悪魔の襲撃 5
放った炎は見事に伸びていた手を断ち切った。
霧が密集して出来上がった手は粉砕し、拘束されていた紫苑は、少年から遠い位置まで投げ飛ばされた。
紫苑は呼吸が乱れていて血の気を失った状態になっていた。
「紫苑!! 大丈夫!?」
虹子奈の近くにいた澄桃は、その場にペタンと座り込んでいる紫苑に駆け寄る。
「う、うん…大丈夫…回復もしなくても大丈夫だから…」
「何いってんの、回復しなきゃダメに決まってるじゃん! 顔真っ白だよ?」
そう言われ、紫苑は自分の顔に手を当てた。ひんやりと雪のように冷たい感覚があり、びくっと体を震わせた。
「…回復お願いします…」
渋々紫苑は肩をすくめ、言うことを聞かなくなっていた足を何とか動かし立ち上がった。
「了解!」
澄桃は紫苑のひんやりとした額に手を当て、呪文を唱え始めた。
「メディシナヒール!!」
澄桃の手から桜色の光が放たれ、その光は紫苑の中に入っていくように額に流れ込んでくる。
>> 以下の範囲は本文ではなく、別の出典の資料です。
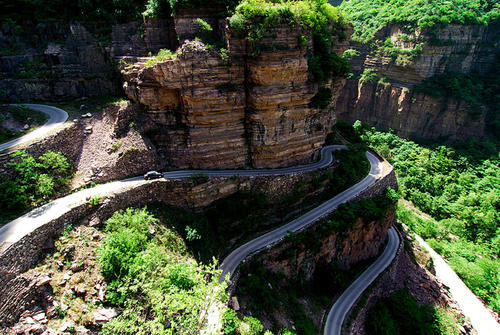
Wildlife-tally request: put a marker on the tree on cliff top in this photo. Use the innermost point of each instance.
(368, 16)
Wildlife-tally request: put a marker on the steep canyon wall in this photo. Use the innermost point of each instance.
(412, 57)
(250, 108)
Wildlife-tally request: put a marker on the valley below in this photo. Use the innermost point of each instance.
(323, 167)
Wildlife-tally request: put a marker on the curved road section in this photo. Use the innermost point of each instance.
(56, 117)
(232, 261)
(18, 228)
(471, 306)
(344, 303)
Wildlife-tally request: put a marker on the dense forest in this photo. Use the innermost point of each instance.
(458, 187)
(367, 16)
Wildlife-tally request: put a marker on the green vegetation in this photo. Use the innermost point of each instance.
(368, 76)
(87, 10)
(402, 56)
(162, 56)
(367, 16)
(399, 313)
(150, 275)
(472, 88)
(460, 188)
(31, 182)
(255, 19)
(157, 7)
(22, 116)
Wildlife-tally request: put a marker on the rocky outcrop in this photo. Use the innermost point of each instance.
(299, 257)
(405, 58)
(101, 146)
(410, 114)
(54, 61)
(407, 273)
(249, 108)
(138, 38)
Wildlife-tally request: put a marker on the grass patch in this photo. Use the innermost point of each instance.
(32, 182)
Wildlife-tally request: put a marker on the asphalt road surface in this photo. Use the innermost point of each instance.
(56, 117)
(18, 228)
(469, 303)
(333, 324)
(232, 261)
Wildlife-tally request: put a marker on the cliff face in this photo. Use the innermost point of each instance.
(411, 114)
(405, 59)
(250, 109)
(53, 61)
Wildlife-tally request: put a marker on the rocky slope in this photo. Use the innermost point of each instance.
(53, 61)
(251, 108)
(405, 58)
(101, 146)
(412, 270)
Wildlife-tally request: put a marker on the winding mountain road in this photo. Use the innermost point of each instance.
(18, 228)
(469, 303)
(22, 226)
(333, 324)
(232, 261)
(56, 117)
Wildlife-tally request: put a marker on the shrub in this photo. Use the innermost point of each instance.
(204, 26)
(322, 99)
(250, 326)
(34, 181)
(368, 16)
(368, 76)
(230, 322)
(254, 19)
(162, 56)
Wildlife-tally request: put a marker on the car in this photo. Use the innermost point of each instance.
(152, 175)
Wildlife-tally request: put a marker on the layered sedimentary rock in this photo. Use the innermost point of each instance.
(252, 108)
(411, 114)
(54, 61)
(395, 104)
(195, 120)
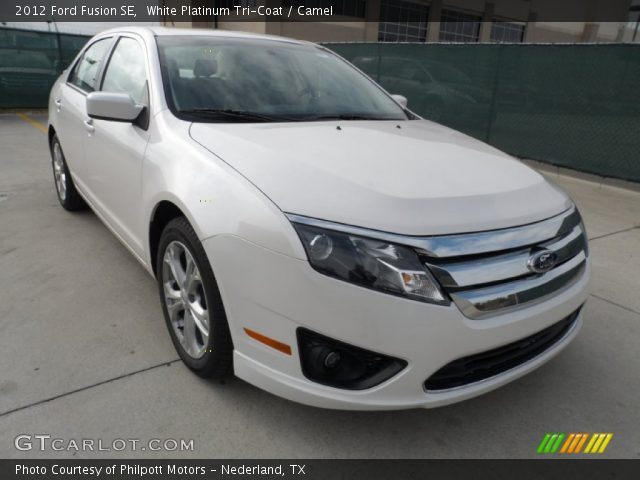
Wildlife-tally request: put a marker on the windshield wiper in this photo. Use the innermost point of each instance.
(234, 115)
(345, 116)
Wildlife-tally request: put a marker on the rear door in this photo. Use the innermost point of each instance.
(71, 109)
(115, 150)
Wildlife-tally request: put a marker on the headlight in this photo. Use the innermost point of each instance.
(371, 263)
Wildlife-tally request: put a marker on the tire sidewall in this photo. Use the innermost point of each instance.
(54, 142)
(217, 350)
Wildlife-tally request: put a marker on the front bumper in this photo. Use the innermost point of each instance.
(274, 294)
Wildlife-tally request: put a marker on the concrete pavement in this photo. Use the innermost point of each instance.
(85, 353)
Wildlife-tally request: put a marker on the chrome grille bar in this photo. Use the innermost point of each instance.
(506, 296)
(457, 245)
(502, 267)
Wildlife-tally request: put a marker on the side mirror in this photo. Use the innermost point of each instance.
(118, 107)
(401, 99)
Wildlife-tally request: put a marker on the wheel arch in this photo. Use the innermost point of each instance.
(50, 134)
(163, 212)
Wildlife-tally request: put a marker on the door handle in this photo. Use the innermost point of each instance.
(88, 125)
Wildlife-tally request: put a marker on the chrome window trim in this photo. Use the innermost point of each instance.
(444, 246)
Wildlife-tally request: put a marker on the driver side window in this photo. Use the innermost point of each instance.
(126, 71)
(85, 73)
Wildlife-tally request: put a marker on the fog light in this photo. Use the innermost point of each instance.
(332, 359)
(337, 364)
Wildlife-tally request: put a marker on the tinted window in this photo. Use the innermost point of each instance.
(85, 73)
(125, 72)
(270, 78)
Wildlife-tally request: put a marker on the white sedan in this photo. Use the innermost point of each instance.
(306, 230)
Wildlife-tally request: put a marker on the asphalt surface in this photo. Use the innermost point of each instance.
(84, 352)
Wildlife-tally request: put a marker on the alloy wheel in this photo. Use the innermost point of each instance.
(59, 172)
(185, 299)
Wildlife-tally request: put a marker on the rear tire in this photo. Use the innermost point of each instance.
(66, 191)
(191, 302)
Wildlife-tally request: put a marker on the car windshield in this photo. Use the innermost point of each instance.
(217, 79)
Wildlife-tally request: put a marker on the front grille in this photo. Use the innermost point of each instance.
(474, 368)
(488, 273)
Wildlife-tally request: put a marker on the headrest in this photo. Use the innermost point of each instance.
(205, 67)
(172, 67)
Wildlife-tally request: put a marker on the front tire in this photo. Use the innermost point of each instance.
(191, 302)
(68, 196)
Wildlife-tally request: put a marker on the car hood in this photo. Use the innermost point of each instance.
(409, 177)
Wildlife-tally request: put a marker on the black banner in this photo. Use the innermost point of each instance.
(541, 469)
(286, 10)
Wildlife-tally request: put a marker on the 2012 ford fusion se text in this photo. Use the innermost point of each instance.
(307, 231)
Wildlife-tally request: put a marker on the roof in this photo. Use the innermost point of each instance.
(168, 31)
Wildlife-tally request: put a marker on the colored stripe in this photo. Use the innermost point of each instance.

雪のように白く、冷たくなっていた紫苑の顔はみるみる生気の色を取り戻し、澄桃の手には人の正常な体温が伝わってきていた。
「よし、おっけーだね!」
「ありがとうございます」
紫苑は顔をほころばせ、ニコッと笑った。
「いえいえ! これが私の仕事だからね!」
澄桃はパチっとウインクをし、再び虹子奈の元へと向かった。
「何なのコイツ…今までの悪魔と比べものにならない…!」
少年から放たれる異常なまでの量のオーラに美碧は眩しそうに顔を歪めた。
「言ったじゃん。僕を馬鹿にしないでね、って」
悪魔の少年は周りを凍りつかせるような笑みを浮かべ、美碧を見捕らえる。
その冷ややかな視線に、美碧は背中に寒気が走った。
それと同時に少年は自分の足元の地面を蹴り、美碧に一気に迫った。
「ーーなっ…⁉︎」
声をあげた時には、もう既に肩口から血が出ていた。
少年は0コンマ5秒のうちに、2mほど離れている美碧に近づき、肩に気流弾を撃っていたのだ。
美碧は1mほど飛ばされ、地面に転がった。
「くっ…!」
あいにく急所は外れていたため対した傷ではないが、血が止まらない状態でいた。